Cullinan, who was previously in charge of RBS's "bad bank" and had been praised for running down its unwanted assets more quickly than expected, was promoted to executive chairman of its Corporate and Institutional Bank (CIB) on Feb. 26.

A source familiar with the matter said that his departure is because of a disagreement over the implementation of strategy.

RBS, which is 79 percent owned by the British government, plans to shrink the investment bank, pulling out of 25 countries across Europe, Asia and the Middle East to leave it focussing on British operations.

That will result in the loss of thousands of jobs and about 60 percent of the investment bank's assets.

RBS has already shrunk its investment bank substantially since the 2007/09 financial crisis and last month said it would cut its assets on a risk-adjusted basis to between 35 billion pounds and 40 billion pounds by 2019, against 107 billion pounds at the end of last year.

"Let me be quite clear, this marks the end of the standalone global investment bank model for RBS," CEO Ross McEwan said at the time.

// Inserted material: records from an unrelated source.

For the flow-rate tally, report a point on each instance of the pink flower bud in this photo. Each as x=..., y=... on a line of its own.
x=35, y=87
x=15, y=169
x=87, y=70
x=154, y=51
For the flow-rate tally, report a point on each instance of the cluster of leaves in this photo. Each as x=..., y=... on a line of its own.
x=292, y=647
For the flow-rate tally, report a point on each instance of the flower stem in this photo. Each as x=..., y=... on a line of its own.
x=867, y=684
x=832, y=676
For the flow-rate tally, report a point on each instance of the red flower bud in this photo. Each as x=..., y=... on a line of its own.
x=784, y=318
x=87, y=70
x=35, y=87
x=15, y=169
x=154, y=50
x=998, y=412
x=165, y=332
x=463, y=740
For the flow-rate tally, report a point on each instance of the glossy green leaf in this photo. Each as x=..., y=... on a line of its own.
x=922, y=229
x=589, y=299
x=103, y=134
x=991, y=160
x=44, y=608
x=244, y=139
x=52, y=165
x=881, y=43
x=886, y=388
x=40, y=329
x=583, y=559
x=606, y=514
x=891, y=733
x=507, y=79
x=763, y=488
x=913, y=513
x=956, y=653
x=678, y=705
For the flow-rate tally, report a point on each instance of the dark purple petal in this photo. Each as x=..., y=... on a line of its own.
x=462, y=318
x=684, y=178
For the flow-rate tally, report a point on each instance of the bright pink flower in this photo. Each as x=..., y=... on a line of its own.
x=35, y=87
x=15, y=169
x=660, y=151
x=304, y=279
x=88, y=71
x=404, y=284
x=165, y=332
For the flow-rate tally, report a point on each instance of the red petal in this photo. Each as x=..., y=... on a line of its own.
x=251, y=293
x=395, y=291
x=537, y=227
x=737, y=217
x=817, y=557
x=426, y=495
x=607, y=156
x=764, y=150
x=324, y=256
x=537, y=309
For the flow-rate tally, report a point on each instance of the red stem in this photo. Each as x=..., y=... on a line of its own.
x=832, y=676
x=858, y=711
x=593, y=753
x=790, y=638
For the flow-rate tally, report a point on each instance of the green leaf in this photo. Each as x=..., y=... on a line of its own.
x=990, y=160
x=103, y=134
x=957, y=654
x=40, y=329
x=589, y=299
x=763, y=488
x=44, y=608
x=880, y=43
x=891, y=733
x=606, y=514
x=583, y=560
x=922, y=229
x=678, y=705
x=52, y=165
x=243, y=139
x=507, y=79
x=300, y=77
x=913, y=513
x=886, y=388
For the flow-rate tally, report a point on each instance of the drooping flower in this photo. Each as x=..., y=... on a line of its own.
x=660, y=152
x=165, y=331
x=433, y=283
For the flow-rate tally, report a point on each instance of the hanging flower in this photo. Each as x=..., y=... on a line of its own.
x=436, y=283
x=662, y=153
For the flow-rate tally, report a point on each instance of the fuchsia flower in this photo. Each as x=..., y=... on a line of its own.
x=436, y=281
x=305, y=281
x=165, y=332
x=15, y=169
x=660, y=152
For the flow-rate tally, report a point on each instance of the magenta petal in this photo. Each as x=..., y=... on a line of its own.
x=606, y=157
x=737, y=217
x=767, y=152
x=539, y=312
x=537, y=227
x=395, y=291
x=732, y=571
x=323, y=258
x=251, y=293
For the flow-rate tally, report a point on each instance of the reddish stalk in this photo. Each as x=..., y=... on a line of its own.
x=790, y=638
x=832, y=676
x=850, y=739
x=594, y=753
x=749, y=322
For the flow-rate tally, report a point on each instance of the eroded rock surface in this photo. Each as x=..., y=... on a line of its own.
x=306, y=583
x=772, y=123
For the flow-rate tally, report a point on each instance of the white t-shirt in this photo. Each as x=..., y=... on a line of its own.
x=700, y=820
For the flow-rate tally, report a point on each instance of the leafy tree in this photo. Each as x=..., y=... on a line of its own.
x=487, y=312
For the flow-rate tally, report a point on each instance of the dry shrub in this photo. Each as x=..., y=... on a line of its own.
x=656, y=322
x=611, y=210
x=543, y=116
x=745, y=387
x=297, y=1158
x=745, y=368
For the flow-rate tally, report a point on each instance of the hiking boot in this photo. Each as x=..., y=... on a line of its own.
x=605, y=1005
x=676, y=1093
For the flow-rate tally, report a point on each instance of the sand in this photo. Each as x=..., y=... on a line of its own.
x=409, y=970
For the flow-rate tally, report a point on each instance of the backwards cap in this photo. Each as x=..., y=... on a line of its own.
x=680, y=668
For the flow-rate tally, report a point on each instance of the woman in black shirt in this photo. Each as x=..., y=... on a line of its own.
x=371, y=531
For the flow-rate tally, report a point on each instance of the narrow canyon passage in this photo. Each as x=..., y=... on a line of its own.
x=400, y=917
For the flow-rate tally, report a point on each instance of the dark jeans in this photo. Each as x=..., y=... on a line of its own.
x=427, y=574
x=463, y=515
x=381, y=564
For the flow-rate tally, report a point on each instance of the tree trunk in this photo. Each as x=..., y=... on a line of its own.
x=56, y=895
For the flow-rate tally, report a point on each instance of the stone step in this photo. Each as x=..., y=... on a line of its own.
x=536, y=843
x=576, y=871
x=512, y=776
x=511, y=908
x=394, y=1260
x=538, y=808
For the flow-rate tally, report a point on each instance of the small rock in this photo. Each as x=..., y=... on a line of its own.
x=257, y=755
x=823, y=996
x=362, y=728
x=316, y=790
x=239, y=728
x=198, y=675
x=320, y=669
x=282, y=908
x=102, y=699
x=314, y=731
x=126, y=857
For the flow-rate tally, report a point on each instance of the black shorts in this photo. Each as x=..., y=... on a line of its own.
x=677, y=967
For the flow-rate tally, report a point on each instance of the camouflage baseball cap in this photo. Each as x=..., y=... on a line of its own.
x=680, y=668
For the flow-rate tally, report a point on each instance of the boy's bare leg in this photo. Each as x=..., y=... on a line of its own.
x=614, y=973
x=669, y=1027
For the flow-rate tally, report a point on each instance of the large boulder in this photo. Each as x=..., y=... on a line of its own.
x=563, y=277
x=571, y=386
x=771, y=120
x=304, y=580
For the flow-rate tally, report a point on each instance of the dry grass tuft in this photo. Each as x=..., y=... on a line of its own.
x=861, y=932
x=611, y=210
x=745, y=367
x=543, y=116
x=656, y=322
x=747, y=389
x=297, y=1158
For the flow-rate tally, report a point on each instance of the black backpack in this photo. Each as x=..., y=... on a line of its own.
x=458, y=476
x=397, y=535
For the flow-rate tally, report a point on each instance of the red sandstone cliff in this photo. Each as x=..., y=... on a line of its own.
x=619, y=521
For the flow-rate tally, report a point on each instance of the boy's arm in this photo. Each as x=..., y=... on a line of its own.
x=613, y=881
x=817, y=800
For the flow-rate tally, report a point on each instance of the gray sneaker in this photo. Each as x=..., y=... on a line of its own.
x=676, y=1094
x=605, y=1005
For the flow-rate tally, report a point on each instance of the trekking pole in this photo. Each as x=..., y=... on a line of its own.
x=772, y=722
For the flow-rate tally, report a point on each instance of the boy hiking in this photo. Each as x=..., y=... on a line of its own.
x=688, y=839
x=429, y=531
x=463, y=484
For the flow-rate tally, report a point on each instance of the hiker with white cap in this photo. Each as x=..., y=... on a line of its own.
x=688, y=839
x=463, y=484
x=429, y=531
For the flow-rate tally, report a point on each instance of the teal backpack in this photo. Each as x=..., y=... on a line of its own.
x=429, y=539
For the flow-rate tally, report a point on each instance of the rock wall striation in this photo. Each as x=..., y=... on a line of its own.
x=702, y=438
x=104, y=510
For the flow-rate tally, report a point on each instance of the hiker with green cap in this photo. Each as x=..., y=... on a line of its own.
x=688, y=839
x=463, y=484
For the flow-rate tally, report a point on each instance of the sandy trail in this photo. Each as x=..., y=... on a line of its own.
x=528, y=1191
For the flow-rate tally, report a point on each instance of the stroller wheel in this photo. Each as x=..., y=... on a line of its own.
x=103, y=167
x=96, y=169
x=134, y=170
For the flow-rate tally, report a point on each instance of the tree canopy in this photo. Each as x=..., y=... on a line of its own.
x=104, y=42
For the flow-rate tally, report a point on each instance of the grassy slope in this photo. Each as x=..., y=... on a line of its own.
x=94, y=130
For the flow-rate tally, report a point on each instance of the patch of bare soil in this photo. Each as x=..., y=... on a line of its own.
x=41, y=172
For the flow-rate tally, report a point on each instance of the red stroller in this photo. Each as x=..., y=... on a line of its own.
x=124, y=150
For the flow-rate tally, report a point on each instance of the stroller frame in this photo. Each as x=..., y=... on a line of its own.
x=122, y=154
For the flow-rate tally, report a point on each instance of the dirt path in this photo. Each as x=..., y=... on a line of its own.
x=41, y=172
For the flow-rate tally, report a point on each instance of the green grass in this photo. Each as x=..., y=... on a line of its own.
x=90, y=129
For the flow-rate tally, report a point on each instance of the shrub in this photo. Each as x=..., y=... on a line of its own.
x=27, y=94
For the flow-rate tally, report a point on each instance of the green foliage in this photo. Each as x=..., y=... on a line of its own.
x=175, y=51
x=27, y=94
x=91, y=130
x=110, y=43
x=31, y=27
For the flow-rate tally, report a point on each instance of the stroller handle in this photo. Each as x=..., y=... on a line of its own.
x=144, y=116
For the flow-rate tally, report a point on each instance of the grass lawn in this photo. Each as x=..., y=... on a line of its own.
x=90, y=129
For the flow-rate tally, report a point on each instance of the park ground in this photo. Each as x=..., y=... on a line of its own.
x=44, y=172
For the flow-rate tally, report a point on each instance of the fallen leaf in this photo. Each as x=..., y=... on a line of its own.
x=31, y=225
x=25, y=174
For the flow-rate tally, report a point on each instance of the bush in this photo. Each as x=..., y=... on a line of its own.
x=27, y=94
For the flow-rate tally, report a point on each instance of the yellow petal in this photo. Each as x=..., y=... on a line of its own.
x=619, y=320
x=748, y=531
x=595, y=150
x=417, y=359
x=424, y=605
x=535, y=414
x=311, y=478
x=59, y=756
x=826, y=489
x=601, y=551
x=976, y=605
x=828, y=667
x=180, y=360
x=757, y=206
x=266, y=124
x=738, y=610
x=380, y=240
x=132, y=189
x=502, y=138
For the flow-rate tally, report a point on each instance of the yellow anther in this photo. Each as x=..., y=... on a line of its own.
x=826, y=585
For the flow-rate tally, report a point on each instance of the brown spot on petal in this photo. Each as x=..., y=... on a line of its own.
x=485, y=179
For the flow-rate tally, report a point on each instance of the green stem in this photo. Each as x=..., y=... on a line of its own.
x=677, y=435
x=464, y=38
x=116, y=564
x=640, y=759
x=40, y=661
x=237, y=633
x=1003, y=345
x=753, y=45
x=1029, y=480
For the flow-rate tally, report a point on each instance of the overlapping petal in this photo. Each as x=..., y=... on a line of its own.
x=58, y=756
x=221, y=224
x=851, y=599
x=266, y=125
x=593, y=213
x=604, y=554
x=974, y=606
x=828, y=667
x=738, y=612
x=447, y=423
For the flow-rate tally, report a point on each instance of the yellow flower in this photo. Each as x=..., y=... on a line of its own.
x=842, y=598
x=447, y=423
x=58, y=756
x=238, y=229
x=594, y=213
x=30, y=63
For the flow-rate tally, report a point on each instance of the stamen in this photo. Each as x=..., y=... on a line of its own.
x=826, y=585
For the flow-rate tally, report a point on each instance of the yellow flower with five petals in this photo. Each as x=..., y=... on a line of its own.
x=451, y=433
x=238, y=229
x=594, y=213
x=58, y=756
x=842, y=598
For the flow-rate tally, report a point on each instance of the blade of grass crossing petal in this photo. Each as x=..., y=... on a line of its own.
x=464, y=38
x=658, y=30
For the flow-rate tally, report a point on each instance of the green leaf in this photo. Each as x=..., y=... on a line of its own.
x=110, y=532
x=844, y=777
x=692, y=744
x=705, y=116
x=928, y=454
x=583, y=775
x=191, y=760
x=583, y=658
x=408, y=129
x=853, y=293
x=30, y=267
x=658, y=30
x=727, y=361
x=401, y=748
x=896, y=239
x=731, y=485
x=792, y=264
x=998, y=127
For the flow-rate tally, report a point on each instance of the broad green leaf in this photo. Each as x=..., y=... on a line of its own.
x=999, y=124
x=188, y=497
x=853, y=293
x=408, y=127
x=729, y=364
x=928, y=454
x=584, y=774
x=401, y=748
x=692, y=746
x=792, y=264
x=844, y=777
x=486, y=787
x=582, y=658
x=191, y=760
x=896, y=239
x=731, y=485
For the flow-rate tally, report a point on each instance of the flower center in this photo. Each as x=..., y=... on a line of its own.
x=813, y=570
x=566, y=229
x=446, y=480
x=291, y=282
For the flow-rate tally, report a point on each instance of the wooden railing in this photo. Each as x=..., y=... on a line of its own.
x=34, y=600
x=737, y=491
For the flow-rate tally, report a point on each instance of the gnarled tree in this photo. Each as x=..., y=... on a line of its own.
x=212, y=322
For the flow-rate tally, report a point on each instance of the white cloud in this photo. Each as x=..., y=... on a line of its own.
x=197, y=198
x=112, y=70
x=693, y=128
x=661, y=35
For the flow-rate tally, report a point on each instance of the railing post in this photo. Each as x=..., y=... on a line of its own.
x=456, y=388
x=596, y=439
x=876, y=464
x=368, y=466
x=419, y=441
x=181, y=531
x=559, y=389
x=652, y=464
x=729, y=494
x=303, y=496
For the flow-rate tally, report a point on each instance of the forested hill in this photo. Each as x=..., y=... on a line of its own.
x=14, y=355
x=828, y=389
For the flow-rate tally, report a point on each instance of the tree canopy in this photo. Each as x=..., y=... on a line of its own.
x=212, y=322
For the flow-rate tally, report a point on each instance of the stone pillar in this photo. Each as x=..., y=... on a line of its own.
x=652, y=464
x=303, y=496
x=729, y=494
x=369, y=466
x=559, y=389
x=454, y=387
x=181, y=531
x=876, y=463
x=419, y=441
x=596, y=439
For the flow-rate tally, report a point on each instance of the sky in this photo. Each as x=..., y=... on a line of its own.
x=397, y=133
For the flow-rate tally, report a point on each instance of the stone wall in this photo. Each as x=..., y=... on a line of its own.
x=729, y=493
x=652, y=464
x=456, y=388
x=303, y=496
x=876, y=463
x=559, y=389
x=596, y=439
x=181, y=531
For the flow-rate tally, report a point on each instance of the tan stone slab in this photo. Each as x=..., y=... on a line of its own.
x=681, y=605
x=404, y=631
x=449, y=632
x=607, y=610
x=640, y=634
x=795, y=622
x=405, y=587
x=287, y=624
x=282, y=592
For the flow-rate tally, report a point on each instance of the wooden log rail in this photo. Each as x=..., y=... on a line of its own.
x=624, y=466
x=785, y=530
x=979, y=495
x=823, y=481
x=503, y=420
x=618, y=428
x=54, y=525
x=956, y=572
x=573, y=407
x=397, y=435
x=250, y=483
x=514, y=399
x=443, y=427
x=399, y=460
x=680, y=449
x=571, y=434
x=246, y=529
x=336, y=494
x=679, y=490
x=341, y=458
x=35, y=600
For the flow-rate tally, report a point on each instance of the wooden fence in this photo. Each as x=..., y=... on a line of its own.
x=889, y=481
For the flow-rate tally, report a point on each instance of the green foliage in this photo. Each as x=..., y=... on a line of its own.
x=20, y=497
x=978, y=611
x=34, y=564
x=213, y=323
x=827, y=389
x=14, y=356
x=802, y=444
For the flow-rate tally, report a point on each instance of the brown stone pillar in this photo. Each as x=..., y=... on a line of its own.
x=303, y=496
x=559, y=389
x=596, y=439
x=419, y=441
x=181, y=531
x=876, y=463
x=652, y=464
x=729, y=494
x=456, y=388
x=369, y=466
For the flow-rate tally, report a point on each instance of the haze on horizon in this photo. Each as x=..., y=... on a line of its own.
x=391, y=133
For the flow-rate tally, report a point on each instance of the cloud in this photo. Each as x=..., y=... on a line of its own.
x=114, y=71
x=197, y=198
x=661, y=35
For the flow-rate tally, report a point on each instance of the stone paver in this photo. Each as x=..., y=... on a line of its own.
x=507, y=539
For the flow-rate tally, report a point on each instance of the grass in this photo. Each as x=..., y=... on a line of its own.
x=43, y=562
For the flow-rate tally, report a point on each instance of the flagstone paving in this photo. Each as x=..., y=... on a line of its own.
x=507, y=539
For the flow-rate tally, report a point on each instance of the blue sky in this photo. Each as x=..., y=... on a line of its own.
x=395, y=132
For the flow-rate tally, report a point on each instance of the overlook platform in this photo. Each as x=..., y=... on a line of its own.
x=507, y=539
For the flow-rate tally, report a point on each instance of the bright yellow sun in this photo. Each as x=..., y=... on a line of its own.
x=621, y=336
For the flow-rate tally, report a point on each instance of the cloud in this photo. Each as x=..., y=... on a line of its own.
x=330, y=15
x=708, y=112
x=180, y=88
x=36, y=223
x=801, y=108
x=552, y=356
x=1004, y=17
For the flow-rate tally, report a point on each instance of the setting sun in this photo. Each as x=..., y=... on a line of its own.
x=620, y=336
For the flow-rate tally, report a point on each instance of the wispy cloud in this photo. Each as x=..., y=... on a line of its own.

Cullinan was appointed as head of CIB on the same day as those plans were announced, so he agreed on the broad strategy, the source said, adding that the disagreement was over "how to get there".

One of the best paid executives at the bank, Cullinan was this month awarded shares worth 2.1 million pounds, vesting between 2016 and 2020.

RBS said on Monday that Chris Marks, chief executive of commercial and institutional banking, and Mark Bailie, chief executive of its non-core capital resolution business, will become co-CEOs of CIB.